Carter Holt has taken the option to close because worldwide stocks of both pulp and linerboard are high, and prices would be adversely affected if producers continued at their normal rate.
"We won't put ourselves in the position of making product for which we don't have orders," Mr Blumberg said. "We are not alone in doing this, but we can't hold out any longer to be frank."
Mr Blumberg would not be drawn on how much the shutdown would cost Carter Holt, but did say it was far less than the cost of continuing production.
On any given day, Kinleith produces 850 tonnes of linerboard and other products which can be used in corrugated boxes, and 800 tonnes of market pulp.
It had also been making products it would not normally produce in an attempt to keep the mill running, but that avenue has now been exhausted.
The mill employs 750 staff, and exports most of its market pulp to Asia. Its linerboard products are sold within New Zealand and Australia, and some are shipped to Asia.
Demand for linerboard in Asia had been decreasing for months, Mr Blumberg said, while pulp demand was weak globally.
It was impossible to say when the markets might pick up, but the situation could change extremely quickly, he said. Should the US economy slow, a further negative effect would be felt here. But China could pick up following the New Year celebration.
Credit Suisse First Boston forestry analyst Andrew Mortimer said the shutdown was to be expected, and it was a good move.
"You're seeing a decline in demand for both linerboard and pulp, and they are just following the North American practice where everyone's taking 3 to 5 per cent downtime," he said. "It's a good sign - we are seeing some rational play within the industry, which has been a long time coming."
Traditionally, Mr Blumberg said, the pulp and paper industry had earned a reputation of running all the time regardless of demand. Consequently prices had swung dramatically as supply and demand shifted, and that was part of the reason that share prices in the industry were so undervalued.
But globally that trend is changing. Norwegian paper giant Norske Skog, which owns the Tasman Pulp and Paper mill in Kawerau, has reduced its international pulp production in recent weeks. Carter Holt's parent company International Paper has done the same.
Kinleith staff have objected to the shutdown, because they are being asked to take the week as annual leave. Engineering, Printing and Manufacturing Union national secretary Andrew Little said legal action had been planned seeking an injunction against the mill's closure, but that was now unlikely before Thursday.

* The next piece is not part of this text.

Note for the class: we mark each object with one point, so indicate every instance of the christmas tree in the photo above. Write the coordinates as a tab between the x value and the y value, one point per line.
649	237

Mr Blumberg said pulp businesses worldwide focused on an index known as the Norscan - a North American and Scandinavian measure of how much pulp is sitting in warehouses. That number now sits at about 1.8 million tonnes - well above the balance point of 1.5 million tonnes.
"Inventories of linerboard are high in our mill, and we don't have any orders for the last week of this month," he said. "We've simply got no place to put anything."
Carter Holt is due to release its third-quarter result tomorrow and analysts are picking a fall in profit after a surging first half.
Mr Blumberg would not rule out further downtime at Kinleith if markets did not pick up.